Language of document :

Hogere voorziening ingesteld op 8 januari 2014 door Peter Schönberger tegen het arrest van het Gerecht voor ambtenarenzaken van 5 november 2013 in zaak F-14/12, Schönberger / Rekenkamer

(Zaak T-26/14 P)

Procestaal: Duits

Partijen

Rekwirerende partij: Peter Schönberger (Luxemburg, Luxemburg) (vertegenwoordiger: O. Mader, advocaat)

Andere partij in de procedure: Rekenkamer van de Europese Unie

Conclusies

De rekwirerende partij verzoekt het Gerecht:

het arrest van het Gerecht voor ambtenarenzaken van 5 november 2013 in zaak F-14/12 (Schönberger/Rekenkamer) te vernietigen;

rekwirants in eerste aanleg ingediende vorderingen toe te wijzen;

de verwerende partij te verwijzen in de kosten.

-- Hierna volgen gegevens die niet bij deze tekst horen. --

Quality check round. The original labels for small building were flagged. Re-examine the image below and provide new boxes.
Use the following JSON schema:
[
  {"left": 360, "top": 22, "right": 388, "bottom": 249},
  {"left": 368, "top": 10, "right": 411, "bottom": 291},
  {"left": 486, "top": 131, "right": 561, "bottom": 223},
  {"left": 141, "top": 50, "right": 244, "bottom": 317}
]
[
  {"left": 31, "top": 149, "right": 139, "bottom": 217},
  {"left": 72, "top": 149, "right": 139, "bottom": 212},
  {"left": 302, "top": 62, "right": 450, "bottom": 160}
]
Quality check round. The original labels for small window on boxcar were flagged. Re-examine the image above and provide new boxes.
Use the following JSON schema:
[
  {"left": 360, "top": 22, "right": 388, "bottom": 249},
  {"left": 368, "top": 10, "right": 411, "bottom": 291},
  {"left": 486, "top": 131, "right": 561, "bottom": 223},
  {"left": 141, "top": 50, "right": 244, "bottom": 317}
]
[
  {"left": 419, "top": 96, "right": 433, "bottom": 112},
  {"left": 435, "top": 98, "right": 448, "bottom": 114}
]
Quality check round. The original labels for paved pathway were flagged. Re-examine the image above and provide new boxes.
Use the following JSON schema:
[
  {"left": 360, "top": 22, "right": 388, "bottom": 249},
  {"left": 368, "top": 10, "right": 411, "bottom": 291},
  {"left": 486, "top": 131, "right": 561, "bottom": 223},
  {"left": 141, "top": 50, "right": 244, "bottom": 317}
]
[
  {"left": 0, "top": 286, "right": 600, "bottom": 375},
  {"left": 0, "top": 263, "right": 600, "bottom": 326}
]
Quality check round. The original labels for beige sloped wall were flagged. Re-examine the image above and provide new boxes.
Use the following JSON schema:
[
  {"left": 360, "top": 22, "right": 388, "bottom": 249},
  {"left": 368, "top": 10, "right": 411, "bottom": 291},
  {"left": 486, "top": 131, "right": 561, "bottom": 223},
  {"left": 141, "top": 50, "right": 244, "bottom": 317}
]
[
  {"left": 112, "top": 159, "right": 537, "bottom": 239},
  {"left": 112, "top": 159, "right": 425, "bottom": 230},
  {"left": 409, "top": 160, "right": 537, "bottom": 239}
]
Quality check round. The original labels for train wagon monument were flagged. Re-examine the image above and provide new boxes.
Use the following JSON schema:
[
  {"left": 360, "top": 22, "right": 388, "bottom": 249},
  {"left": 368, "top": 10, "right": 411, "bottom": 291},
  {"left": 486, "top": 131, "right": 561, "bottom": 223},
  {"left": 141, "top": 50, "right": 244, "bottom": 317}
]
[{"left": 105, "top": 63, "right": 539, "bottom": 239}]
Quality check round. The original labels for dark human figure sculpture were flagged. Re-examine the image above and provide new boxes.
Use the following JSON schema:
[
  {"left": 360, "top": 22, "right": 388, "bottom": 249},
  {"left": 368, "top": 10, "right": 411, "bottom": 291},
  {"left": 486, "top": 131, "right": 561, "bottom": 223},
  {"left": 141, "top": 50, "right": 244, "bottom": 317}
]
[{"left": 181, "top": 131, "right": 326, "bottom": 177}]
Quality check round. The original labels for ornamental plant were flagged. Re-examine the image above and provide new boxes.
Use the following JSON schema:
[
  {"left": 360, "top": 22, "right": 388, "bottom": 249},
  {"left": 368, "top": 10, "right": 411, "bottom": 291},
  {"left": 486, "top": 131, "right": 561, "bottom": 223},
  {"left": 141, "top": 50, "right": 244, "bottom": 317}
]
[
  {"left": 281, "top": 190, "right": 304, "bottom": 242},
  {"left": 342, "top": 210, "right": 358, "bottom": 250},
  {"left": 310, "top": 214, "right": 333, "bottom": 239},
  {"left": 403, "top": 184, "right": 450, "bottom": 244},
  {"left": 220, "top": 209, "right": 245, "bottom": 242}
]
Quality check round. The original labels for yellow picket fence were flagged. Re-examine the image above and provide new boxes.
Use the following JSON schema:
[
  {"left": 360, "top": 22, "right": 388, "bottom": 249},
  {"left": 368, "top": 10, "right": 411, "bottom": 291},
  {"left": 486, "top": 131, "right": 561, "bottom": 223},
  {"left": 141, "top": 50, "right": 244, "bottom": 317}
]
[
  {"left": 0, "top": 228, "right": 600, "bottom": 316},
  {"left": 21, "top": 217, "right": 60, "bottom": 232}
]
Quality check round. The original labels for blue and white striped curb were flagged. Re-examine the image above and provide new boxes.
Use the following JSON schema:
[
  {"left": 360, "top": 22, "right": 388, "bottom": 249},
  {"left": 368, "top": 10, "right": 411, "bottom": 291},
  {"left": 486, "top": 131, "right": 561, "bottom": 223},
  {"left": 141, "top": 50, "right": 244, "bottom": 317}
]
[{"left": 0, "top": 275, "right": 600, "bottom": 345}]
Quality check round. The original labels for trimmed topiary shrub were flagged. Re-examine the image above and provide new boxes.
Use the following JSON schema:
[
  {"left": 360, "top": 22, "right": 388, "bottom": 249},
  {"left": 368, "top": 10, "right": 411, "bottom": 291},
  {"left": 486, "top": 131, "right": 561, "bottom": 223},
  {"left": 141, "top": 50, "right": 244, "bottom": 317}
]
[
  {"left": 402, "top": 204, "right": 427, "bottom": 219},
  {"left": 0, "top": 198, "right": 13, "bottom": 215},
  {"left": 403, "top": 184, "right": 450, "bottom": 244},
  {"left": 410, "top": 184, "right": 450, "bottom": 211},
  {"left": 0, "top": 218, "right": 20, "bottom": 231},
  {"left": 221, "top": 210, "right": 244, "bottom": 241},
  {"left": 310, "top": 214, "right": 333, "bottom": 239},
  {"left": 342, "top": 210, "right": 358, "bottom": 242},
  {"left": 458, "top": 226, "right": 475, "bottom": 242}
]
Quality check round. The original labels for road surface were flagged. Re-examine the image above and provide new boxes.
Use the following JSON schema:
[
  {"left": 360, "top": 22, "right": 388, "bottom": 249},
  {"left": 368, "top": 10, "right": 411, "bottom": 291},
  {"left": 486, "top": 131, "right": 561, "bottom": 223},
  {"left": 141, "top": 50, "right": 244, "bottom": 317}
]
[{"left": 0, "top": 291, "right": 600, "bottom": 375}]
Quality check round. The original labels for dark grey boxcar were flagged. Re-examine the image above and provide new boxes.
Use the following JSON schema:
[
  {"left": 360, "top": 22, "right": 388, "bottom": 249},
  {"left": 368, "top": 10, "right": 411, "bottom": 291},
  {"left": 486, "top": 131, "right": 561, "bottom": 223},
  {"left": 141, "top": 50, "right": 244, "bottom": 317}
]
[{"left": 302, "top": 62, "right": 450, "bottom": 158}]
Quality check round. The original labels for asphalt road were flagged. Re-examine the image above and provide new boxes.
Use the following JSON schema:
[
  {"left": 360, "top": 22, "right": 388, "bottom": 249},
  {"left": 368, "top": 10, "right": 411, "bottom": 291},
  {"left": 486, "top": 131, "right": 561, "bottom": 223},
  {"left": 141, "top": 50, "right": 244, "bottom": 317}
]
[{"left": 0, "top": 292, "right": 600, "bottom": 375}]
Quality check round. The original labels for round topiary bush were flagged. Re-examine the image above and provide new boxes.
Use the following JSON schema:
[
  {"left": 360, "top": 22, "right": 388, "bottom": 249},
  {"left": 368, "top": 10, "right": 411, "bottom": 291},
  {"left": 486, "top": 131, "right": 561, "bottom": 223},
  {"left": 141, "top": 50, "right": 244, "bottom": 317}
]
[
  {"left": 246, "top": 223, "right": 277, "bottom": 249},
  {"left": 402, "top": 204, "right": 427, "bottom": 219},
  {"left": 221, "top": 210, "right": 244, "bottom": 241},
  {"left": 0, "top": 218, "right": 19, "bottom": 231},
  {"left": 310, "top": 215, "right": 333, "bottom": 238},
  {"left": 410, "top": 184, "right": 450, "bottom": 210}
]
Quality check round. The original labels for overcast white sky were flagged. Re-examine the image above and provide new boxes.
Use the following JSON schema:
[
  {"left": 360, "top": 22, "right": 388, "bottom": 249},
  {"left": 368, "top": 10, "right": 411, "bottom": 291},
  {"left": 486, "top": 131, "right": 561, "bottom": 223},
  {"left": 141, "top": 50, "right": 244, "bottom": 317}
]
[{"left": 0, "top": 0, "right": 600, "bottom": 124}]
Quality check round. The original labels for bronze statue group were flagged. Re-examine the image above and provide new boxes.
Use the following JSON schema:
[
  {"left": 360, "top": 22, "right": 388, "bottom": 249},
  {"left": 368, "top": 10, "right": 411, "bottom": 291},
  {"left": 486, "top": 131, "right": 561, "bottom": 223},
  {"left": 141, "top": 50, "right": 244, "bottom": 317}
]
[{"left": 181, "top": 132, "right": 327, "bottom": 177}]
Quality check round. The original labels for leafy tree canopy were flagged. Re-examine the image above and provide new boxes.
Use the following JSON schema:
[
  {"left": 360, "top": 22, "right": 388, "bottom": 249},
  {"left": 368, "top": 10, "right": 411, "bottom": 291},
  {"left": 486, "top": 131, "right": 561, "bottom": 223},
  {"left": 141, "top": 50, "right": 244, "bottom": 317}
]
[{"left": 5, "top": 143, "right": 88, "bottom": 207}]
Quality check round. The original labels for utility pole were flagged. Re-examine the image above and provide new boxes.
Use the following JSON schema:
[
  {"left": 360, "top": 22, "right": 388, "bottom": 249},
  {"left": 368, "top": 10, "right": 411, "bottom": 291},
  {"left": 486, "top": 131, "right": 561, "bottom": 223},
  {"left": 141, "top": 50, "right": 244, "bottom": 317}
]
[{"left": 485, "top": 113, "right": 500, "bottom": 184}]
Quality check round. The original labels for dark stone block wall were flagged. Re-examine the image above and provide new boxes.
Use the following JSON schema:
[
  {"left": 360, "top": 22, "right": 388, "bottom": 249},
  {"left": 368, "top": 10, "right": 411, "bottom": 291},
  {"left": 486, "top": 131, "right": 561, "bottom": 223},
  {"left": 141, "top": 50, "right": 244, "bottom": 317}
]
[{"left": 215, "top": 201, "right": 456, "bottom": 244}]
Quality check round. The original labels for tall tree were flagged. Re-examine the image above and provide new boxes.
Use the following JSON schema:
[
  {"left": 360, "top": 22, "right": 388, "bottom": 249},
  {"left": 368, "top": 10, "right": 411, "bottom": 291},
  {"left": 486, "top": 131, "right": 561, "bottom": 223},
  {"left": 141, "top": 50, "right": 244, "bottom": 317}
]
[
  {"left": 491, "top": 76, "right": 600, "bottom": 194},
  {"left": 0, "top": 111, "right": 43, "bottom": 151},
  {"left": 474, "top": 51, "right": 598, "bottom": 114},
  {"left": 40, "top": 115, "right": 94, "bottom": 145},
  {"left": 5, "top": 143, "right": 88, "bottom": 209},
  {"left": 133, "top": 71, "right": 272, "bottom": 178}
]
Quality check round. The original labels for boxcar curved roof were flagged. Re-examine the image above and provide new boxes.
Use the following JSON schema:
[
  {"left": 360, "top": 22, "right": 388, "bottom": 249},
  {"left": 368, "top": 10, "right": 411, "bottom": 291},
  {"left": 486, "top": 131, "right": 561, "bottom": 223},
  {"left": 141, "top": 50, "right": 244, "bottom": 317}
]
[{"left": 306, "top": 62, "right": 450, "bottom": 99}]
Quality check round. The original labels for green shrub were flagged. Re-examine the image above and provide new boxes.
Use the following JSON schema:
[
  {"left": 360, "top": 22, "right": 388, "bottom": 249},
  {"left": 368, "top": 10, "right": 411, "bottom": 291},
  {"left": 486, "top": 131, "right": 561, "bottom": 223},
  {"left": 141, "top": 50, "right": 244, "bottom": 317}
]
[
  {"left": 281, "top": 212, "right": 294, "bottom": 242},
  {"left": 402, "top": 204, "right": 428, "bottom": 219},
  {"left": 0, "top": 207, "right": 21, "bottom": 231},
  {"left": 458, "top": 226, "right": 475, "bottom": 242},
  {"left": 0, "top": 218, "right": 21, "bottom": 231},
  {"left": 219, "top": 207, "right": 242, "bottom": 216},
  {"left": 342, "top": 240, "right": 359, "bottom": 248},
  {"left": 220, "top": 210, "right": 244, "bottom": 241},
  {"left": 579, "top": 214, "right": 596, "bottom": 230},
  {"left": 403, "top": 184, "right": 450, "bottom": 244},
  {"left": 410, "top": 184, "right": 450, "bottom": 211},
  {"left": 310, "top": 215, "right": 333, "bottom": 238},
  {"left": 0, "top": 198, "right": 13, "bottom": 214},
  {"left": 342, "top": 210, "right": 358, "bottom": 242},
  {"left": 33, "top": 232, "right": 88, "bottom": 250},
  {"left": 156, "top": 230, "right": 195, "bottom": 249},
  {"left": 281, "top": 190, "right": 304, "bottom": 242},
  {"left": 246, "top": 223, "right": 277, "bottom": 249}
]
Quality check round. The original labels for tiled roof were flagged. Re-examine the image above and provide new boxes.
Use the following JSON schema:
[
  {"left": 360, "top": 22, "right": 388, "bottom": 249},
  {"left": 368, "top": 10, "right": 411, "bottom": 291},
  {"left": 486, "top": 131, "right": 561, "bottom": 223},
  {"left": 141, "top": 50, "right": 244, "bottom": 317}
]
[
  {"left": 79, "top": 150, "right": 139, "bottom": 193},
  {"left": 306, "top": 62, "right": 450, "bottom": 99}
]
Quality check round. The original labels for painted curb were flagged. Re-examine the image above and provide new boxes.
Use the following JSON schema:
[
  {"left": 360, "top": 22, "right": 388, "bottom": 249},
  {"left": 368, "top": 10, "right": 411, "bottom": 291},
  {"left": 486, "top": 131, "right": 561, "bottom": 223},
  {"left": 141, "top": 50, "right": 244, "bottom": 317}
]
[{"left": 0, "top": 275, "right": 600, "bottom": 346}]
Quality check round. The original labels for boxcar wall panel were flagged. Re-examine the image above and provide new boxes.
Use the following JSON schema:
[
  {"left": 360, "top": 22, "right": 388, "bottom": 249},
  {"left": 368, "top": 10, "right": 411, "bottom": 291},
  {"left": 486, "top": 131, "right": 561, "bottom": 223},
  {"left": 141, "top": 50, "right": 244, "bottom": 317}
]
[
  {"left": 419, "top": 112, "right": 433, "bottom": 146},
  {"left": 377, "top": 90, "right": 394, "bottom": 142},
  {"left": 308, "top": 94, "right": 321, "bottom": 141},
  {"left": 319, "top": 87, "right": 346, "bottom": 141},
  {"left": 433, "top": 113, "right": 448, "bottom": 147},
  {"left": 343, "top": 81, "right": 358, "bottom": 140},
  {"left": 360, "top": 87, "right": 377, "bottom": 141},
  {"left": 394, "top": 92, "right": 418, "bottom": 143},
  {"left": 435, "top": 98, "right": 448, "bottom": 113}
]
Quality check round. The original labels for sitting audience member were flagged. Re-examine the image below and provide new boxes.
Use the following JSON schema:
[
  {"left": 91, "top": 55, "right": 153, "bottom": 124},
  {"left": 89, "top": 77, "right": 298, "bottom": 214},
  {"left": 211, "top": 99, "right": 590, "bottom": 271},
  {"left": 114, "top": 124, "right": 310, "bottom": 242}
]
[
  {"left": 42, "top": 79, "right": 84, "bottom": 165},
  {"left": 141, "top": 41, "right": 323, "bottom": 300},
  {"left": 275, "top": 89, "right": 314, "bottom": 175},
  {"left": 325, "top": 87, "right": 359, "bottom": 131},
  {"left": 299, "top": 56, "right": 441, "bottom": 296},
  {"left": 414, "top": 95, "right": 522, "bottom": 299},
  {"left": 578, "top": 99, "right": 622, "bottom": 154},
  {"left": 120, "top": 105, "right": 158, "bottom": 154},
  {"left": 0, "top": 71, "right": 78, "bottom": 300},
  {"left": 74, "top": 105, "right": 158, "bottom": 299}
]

Middelen en voornaamste argumenten

Ter ondersteuning van de hogere voorziening voert de rekwirerende partij zeven middelen aan.

Eerste middel: het Gerecht voor ambtenarenzaken heeft geen uitspraak gedaan over het eerste middel, volgens hetwelk het aantal voor bevordering in 2011 openstaande posten met slechts drie posten tien posten minder bedroeg dan het vijfjarig gemiddelde dat het Statuut voor de periode 2007-2011 voorziet.

Tweede middel: het bestreden arrest geeft de positie van partijen verkeerd weer, aangezien daarin wordt verklaard dat de bevorderingsjaren 2010 tot en met 2014 de betrokken vijfjarige periode vormden.

Derde middel: rekwirants rechten van verdediging zijn geschonden, aangezien hij geen standpunt heeft kunnen innemen over de vijfjarige periode die het Gerecht voor ambtenarenzaken relevant heeft geacht.

Vierde middel: er is sprake van een ontoereikende motivering, aangezien in het bestreden arrest niet wordt uiteengezet waarom de vijfjarige periode van 2010 tot en met 2014 als referentieperiode moet worden beschouwd.

Vijfde middel: de uitlegging van het Statuut door het Gerecht voor ambtenarenzaken is in strijd met de duidelijk uitgesproken wil van de wetgever om een nieuwe vijfjarige periode te laten beginnen in 2014.

Zesde middel: het Gerecht voor ambtenarenzaken heeft het beginsel van gewettigd vertrouwen geschonden, aangezien het zijn arrest heeft gebaseerd op een uitlegging van het Statuut die de verwerende partij uitdrukkelijk had afgewezen.

Zevende middel: het beginsel van gelijke behandeling is niet correct en in overeenstemming met de vaste rechtspraak toegepast.